Military Genius Deep Web

The entry point to Deep Web is in the needle drop static, which sounds like the dust cloud of an approaching stampede, then the ringing of the division bell, at once a scorched desert-scape dive bar in a Morricone Western and the leaching downtown trumpet in the pack of Wynton Marsalis’s Motherless Brooklyn. There’s space for interpretation within the meditative, ambient soundscapes of Bryce Cloghesy’s maiden voyage as Military Genius, a compelling eight-track addition to his work as a founding father of the veritable free-form, much-hyped Canadian post-punk revivalists Crack Cloud, NOV3L and Blanka.

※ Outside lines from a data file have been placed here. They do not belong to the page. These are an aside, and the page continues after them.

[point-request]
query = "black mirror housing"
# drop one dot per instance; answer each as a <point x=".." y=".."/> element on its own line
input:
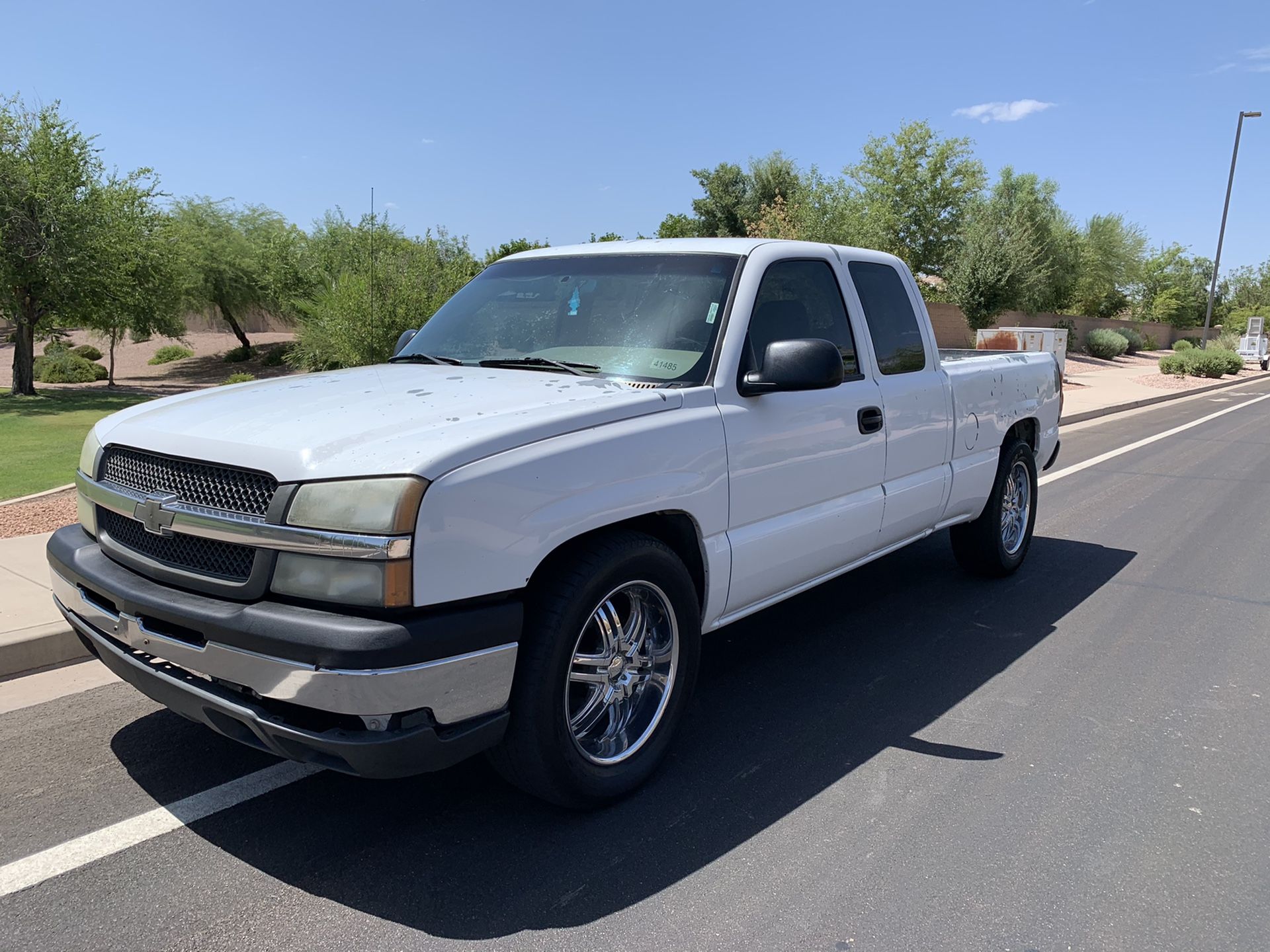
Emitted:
<point x="804" y="364"/>
<point x="407" y="337"/>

Military Genius packs as much shrouded mystery into a few anxiety-ridden passages as his former collaborations did band members on a stage. Deep Web sounds like Crack Cloud’s lo-fi younger brother, once you pare back the madness and realise the sparse but intricate songwriting. Expansive, retro-futurist drone jams back the percolating bass melodies and intimate thrum of the first four tracks, whilst ‘Let My Guard Down’ has the earthy sprawl of studio outtakes with a post-SFA Gruff Rhys. There’s even that plush, pastoral gentility of early ‘70s countrypolitan folk music if you look through the cloaked veneer and shy-guy dance anthems for all tomorrow’s quieter parties. ‘When I Close My Eyes’ is a foot-tapper.

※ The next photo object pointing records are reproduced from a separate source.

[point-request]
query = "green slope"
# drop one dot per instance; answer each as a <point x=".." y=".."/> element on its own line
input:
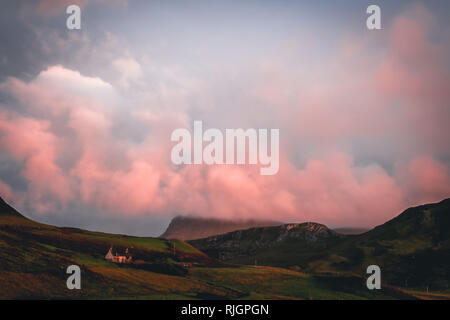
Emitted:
<point x="34" y="258"/>
<point x="413" y="249"/>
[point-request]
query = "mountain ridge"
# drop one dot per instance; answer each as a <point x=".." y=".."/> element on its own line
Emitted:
<point x="190" y="228"/>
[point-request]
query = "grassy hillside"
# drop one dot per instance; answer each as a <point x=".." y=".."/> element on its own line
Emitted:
<point x="413" y="250"/>
<point x="34" y="258"/>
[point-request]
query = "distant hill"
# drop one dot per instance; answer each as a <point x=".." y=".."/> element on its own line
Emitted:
<point x="249" y="242"/>
<point x="189" y="228"/>
<point x="412" y="249"/>
<point x="34" y="258"/>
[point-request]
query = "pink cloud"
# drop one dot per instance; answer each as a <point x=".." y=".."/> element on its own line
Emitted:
<point x="402" y="98"/>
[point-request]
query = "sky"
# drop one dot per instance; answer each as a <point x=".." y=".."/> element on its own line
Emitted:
<point x="86" y="115"/>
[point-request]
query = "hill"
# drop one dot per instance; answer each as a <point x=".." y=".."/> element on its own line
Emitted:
<point x="34" y="258"/>
<point x="189" y="228"/>
<point x="253" y="241"/>
<point x="412" y="250"/>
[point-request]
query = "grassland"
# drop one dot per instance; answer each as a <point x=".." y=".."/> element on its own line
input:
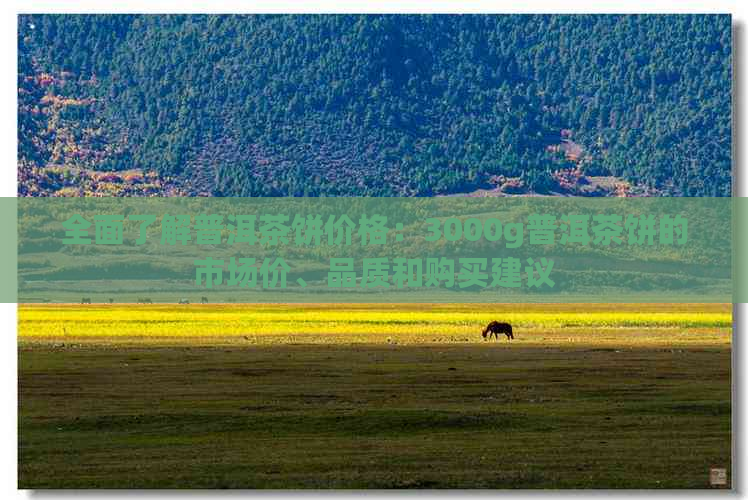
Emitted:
<point x="348" y="396"/>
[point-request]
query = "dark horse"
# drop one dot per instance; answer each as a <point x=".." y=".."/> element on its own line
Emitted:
<point x="495" y="328"/>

What Cloghesy’s sonic explorations lack in narrative – beside a catch-all look at conflicts – he makes up for in the dredged texture that unifies Deep Web. The degraded, recorded-at-a-distance vocal style of King Krule and his bedroom auteurs feels unearthed, whilst the interjecting brass sections read like the gripping tangents of the book you almost put back on the shelf. ‘The Runner’ is a particular highlight: a nine-minute electronic helicopter-rotor thrust, uncannily meditative, before a strange clarity comes on the closing track ‘Born Blind’, self-reviewing in its final lyric that “you don’t know what is coming till it comes”.